Enjoyed the post, thanks Dave. Don't listen to these guys - the swearing and colours kept it fresh :)

Mike

@docmurdock really dude? for someone who's been doing this a long time, I don't think you really followed the post much.

a) Not all the VCs made out, esp the ones that got in a few months ago at $140mm only to see it sold for $170mm. They likely could have done better if they put the money in AAPL or GOOG over the same period of time.

b) You know who made a lot of money? The CEO. Most of the time the problem goes the other way. The entrepreneur only has this one shot at $$, while the VC has an entire portfolio. So the VC tries to force every single investment to shoot for the moon, and if a few (or most) go bust along the way, so be it. The entrepreneur has one shot only, so most of the time they would prefer to cash out early and bank the money, esp if they're young.

c) Given that Dave is an investor, either he's going REALLY far out of his way to lie and cover up, or he's telling the truth. He should know what went down.

BTW Doc, half the links on your site are broken.

And finally, @dmc:
dog ball licking FTW! http://i284.photobucket.com/albums/ll13/NotEinstein/Humor/dogballs.jpg

jd

The problem with the rant is that Fried doesn't even mention the word "forced" and barely even implies it.

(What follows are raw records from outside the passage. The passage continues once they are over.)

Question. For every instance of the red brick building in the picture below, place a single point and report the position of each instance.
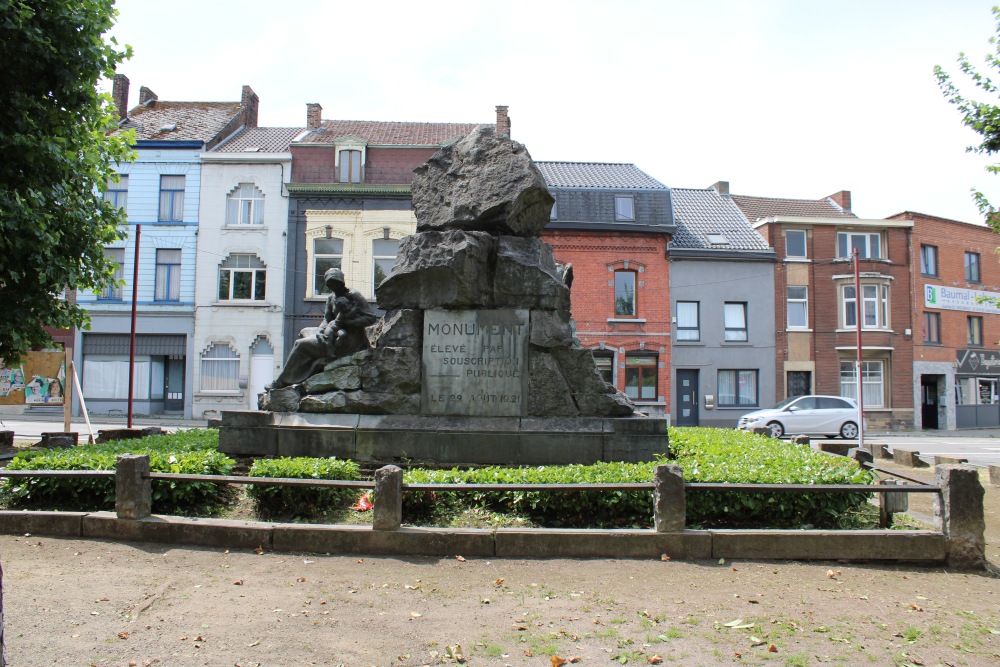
(955, 372)
(816, 332)
(613, 222)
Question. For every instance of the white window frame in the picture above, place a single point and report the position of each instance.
(800, 302)
(245, 206)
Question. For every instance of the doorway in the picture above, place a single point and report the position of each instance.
(687, 397)
(929, 402)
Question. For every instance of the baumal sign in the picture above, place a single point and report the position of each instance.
(474, 362)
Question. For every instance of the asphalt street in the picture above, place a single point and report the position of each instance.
(980, 446)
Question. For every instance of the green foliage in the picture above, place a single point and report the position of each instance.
(981, 117)
(706, 455)
(58, 147)
(191, 452)
(296, 501)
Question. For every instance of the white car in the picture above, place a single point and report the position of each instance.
(812, 415)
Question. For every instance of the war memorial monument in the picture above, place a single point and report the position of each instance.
(475, 360)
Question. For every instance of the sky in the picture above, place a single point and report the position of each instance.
(780, 98)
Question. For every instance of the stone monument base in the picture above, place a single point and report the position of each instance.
(443, 441)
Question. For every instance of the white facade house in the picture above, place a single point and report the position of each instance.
(241, 273)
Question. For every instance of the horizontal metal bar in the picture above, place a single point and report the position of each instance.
(263, 481)
(57, 473)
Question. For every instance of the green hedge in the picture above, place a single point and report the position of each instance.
(706, 455)
(276, 501)
(188, 452)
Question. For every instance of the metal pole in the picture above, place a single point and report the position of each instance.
(131, 341)
(858, 309)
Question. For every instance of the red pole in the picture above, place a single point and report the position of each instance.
(861, 397)
(131, 341)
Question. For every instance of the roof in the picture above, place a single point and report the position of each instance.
(755, 208)
(617, 176)
(197, 121)
(707, 220)
(263, 139)
(390, 133)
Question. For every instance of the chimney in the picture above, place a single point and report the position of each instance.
(248, 104)
(119, 92)
(146, 96)
(314, 116)
(842, 199)
(503, 122)
(722, 187)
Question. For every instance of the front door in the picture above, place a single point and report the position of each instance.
(928, 402)
(174, 391)
(687, 397)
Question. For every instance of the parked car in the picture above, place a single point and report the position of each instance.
(812, 415)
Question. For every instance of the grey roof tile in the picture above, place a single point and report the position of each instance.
(755, 208)
(700, 215)
(194, 121)
(264, 139)
(618, 176)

A VC who _allows_ a sale is encouraging more than discouraging. The bulk of Fried's post was noting that it's unfortunate that an innovative upstart with a bright future sold out early to the less innovative old guard. Seems reasonable.

twitter.com/walkercorplaw

Interesting post, David. I just wanted to make a few quick observations from the perspective of a practicing corporate attorney who has no “skin in the game” whatsoever. (The numbers below correspond to your numbers.)

1) Jason Fried did not use the term “forced” in his post. Indeed, I think it is irresponsible of you to use such term in quotes -- thereby implying that Jason used such term. To be sure, Jason merely provided in relevant part that: “I’d bet this sale was encouraged by a Mint investor” -- which seems like a reasonable speculation. Moreover, your vitriolic personal attack on Jason undermines your argument.

2) You are correct that “the ‘growing trend’ in internet deals is towards more and smaller acquisitions”; however, again, Jason did not use the term “growing trend” in his post nor is the thrust of his argument that VCs are “forcing premature acquisitions.” Instead, he’s calling out to entrepreneurs (on an inspirational level) to stay in the game and to realize their vision. Moreover, it is self-evident that VC firms are under extraordinary pressure from certain limited partners to liquefy their investments. Stanford’s recent attempt to unload $1B in illiquid assets is but one example (see http://bit.ly/303wyz).

3) Your advice to first-time entrepreneurs – i.e., “to get a deal done” – is spot on. Indeed, I work with a lot of first-time entrepreneurs, and it is extremely difficult in the current environment for them to raise capital. As you aptly point (and I cannot emphasize this enough), “[o]nce you have a deal under your belt . . . you are bankable.” I don’t think this is necessarily inconsistent with Jason’s post; again, he is speaking on a broader level.